The second movement was the highlight. The pair achieved a marvelous Brahmsian waltz feel that could have easily been included as an instrumental addition to his Op. 52, Liebeslieder Walzer. Rabinovich was enjoyable to watch as he displayed some showy, but effective, unusual fingerings.
If the second movement was a pure dose of Brahms, Thomas’ approach to the last movement was more like a spoonful of Bartók. She even delivered a bow slap and bottomed out an occasional string.
The second half opened with something quite extraordinary. Thomas announced that they would start with a section for cello and piano extracted from Olivier Messiaen’s remarkable Quatuor pour la fin du temps (Quartet for the End of Time). He wrote it in 1941 while he was incarcerated in a German prisoner of war camp. It is a collection of eight related pieces that he wrote for the instruments that were available: violin, clarinet, cello and piano.

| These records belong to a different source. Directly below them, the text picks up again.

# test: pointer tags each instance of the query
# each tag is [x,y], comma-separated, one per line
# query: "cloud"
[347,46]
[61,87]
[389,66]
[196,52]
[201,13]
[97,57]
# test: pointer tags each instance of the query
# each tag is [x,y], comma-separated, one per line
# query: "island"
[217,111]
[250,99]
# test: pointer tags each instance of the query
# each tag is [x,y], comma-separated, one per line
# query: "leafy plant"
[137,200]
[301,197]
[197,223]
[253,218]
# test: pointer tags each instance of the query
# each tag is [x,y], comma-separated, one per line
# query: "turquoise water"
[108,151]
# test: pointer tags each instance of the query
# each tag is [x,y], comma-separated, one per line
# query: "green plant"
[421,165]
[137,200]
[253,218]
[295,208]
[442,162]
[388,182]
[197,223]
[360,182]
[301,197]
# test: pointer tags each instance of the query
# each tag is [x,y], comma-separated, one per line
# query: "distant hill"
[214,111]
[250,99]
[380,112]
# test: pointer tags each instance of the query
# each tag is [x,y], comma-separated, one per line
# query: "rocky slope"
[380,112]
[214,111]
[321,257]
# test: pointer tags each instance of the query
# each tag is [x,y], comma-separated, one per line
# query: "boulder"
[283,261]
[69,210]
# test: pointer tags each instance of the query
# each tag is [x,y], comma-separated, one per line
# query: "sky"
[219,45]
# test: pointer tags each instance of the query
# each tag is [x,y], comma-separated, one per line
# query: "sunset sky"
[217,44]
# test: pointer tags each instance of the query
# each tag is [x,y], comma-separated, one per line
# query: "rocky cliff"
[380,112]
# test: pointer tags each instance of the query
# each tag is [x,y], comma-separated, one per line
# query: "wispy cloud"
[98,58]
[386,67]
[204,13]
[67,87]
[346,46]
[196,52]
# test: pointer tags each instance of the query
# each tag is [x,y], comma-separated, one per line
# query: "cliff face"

The fifth movement, Louange à l'Éternité de Jésus (Praise to the Eternity of Jesus) is for cello and piano, which the composer adapted from an earlier work for six Ondes Martenots (an early electronic keyboard instrument that created a trebling and wavy sound similar to that of a theremin). Thus, in this incarnation, as a series of plodding solemn chords in the piano under an extended mournful solo cello line, the whole concept is completely different.
This rarely heard piece was the highlight of the concert. Thomas asked that the audience refrain from applause afterwards so that it could act as an introduction to the Franck sonata that followed. While this sounded like a quirky request, the effect was magical.
Franck’s Sonata in A major was originally written for violin and piano, and still works best in that incarnation as far as I am concerned, but its magnificence has tempted other instruments to adopt it for their own. Of these transcriptions, the version for cello is the most effective. But it has even been played in arrangements for the tuba, saxophone, organ and two pianos — among a variety of others.
Thomas was superb but Rabinovich stole the show. Of course, this is hardly fair considering that the piano part is notoriously difficult. It presents a formidable challenge to even the greatest pianists. Thus, the performance of the piano part is of special interest every time the sonata is played.
Perhaps this is a specialty of Rabinovich’s, but his performance was absolutely stunning and the best of a myriad of performances of this much-loved sonata that I have heard in a lifetime of concert-going. His technical mastery was remarkable, but his ease of playing it was even more astonishing. Further, I heard things played so differently throughout, such his joyful staccato attack to the treble chords on the last beat of three measures near the end, that he sent me scurrying back to pore over the score.